Allerdings wird man Pius XI. wohl keine allzu großen ideologiekritischen Absichten unterstellen dürfen, denn das Christkönigsfest richtete sich seinem Ansinnen nach in erster Linie gegen den zunehmend aufkommenden Laizismus; es steht somit zweifelsohne in der Kontinuität des kirchlichen Antimodernismus. Denn obwohl die Enzyklika „Quas Primas“ zunächst zugesteht, dass das Königtum Christi hinsichtlich seiner geistlichen Qualität zu verstehen sei (vgl. DH 3678), führt sie anschließend aus, inwiefern es sich dennoch auf staatliche, gesellschaftliche und häusliche Belange erstreckt. Christus ist „in der Tat die Quelle des privaten und allgemeinen Heils: ‚Und in keinem anderen ist Heil; noch ist den Menschen ein anderer Name unter dem Himmel gegeben, in dem wir gerettet werden sollen‘“ (DH 3679). Den Gehorsam gegenüber Christus bezeichnet der Papst schließlich gar als öffentliche Pflicht der Regierenden.
Erblast
Es gibt zahlreiche und schwerwiegende theologische Gründe (von demokratietheoretischen ganz zu schweigen), die regelrecht theokratische Haltung Pius’ XI. gegenüber säkularen Staaten abzulehnen. Nur das wohl wichtigste Argument sei genannt: Der christologische Triumphalismus, der eben nicht nur in religiösen, sondern auch in gesellschaftlichen Fragen beansprucht wird, lässt sich offenbarungstheologisch sicherlich nicht durchhalten – dies haben auch Texte des Lehramts längst aufgearbeitet. Gerade im Zuge des Zweiten Vaticanums hat die römisch-katholische Kirche ihr geschichtlich-gesellschaftliches (Selbst-)Bewusstsein geschärft. In diesem Zusammenhang musste die Identifikation der Kirche mit dem Reich Gottes auf Erden einer hermeneutisch vorsichtigeren konstitutiven Bezugnahme auf Jesus Christus weichen, die der Metapher der „pilgernden Kirche“ zugrunde liegt. Die Offenbarung ist gemäß der Konzilskonstitution „Dei Verbum“ in der Kirche – fast möchte man sagen: nur – als „Spiegel“ vorhanden, „in dem die Kirche Gott, von dem sie alles empfängt, auf ihrer irdischen Pilgerschaft anschaut, bis sie hingeführt wird, ihn von Angesicht zu Angesicht zu sehen, so wie er ist“ (DV 7).

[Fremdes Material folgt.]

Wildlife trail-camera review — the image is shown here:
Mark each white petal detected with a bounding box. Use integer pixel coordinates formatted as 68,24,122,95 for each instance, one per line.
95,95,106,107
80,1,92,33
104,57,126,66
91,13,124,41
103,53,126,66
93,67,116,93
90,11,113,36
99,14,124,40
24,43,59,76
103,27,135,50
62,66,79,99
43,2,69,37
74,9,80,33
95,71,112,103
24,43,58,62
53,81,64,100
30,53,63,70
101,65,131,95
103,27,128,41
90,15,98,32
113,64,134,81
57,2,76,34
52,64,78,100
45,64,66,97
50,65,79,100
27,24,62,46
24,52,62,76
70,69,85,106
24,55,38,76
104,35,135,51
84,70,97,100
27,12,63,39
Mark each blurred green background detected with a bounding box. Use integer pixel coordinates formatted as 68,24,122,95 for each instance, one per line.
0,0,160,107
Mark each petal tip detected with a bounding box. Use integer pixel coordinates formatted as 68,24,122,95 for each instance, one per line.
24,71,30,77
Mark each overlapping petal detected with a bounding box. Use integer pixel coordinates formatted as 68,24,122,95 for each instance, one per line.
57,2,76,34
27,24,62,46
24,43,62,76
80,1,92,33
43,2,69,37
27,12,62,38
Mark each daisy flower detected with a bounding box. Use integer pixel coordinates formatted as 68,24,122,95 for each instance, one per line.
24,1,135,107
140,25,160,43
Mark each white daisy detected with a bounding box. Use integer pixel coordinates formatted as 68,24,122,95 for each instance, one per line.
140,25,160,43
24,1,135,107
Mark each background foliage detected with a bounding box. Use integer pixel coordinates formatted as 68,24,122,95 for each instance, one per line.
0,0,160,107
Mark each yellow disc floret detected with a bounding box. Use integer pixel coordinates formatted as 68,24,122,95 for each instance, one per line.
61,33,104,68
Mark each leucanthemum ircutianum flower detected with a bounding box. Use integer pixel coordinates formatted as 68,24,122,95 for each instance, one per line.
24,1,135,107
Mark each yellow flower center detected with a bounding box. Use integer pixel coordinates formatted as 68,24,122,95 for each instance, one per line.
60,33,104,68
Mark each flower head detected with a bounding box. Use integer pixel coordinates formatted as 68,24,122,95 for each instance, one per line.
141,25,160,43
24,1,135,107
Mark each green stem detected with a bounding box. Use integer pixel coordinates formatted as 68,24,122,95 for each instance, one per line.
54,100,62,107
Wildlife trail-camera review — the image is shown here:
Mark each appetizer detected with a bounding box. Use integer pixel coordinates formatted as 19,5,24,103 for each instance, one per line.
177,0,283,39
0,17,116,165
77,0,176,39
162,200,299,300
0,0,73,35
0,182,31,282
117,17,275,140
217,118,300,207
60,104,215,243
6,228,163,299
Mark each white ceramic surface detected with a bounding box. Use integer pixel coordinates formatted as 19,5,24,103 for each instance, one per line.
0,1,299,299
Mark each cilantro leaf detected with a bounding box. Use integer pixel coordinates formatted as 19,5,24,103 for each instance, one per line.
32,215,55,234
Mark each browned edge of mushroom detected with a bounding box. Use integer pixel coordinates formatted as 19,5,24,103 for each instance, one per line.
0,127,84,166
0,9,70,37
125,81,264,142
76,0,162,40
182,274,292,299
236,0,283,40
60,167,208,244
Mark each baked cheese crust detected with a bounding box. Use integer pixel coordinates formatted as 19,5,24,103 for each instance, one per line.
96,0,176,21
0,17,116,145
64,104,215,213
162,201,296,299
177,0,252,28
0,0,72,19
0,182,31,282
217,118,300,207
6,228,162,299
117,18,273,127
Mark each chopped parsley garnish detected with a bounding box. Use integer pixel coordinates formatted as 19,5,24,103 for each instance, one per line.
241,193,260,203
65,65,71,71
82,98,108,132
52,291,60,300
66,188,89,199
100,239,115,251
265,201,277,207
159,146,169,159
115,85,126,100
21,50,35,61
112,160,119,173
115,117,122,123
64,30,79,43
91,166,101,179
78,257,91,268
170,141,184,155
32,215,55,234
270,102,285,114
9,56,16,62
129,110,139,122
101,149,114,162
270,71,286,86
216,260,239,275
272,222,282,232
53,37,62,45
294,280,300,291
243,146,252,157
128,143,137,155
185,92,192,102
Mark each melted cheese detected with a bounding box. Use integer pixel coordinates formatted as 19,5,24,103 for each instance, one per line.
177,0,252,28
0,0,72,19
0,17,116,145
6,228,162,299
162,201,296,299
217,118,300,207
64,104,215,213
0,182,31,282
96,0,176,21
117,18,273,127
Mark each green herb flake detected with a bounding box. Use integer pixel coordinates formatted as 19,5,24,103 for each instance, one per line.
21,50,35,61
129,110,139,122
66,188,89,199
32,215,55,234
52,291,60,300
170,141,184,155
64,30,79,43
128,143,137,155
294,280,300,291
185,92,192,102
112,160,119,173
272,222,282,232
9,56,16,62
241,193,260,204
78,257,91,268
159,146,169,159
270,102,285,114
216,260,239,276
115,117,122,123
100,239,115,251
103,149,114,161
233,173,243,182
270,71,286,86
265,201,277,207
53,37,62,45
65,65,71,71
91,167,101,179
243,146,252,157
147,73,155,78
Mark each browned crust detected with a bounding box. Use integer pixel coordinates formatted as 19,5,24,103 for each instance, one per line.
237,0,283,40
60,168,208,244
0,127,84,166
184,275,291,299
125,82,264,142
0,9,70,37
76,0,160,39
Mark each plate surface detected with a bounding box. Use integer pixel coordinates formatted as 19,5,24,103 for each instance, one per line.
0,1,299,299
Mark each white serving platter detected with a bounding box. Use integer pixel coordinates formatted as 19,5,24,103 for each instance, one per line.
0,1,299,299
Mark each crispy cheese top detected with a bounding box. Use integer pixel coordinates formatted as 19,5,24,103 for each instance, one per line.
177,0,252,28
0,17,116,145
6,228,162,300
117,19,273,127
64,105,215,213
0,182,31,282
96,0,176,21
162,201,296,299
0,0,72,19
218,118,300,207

Reine Selbstver-un-gewisserung
Aus dieser kirchlichen Selbstrelativierung folgen einige weitere theologische Einsichten, welche die Erblast des Christkönigsfestes zumindest ein wenig erleichtern können: Denn eine Pilgerin wie die Kirche strebt ihrem Ziel entgegen, dessen Beschaffenheit sie mehr erhofft denn kennt; sie kann folgerichtig weder für sich noch für andere eine letzte Gewissheits- und Gehorsamsforderung stellen.[1] Es gibt somit keinen triftigen Grund, im Feiern von Christkönig jene problematische Verflechtung von Religion und Politik zu propagieren, die bei Pius XI. angedacht war.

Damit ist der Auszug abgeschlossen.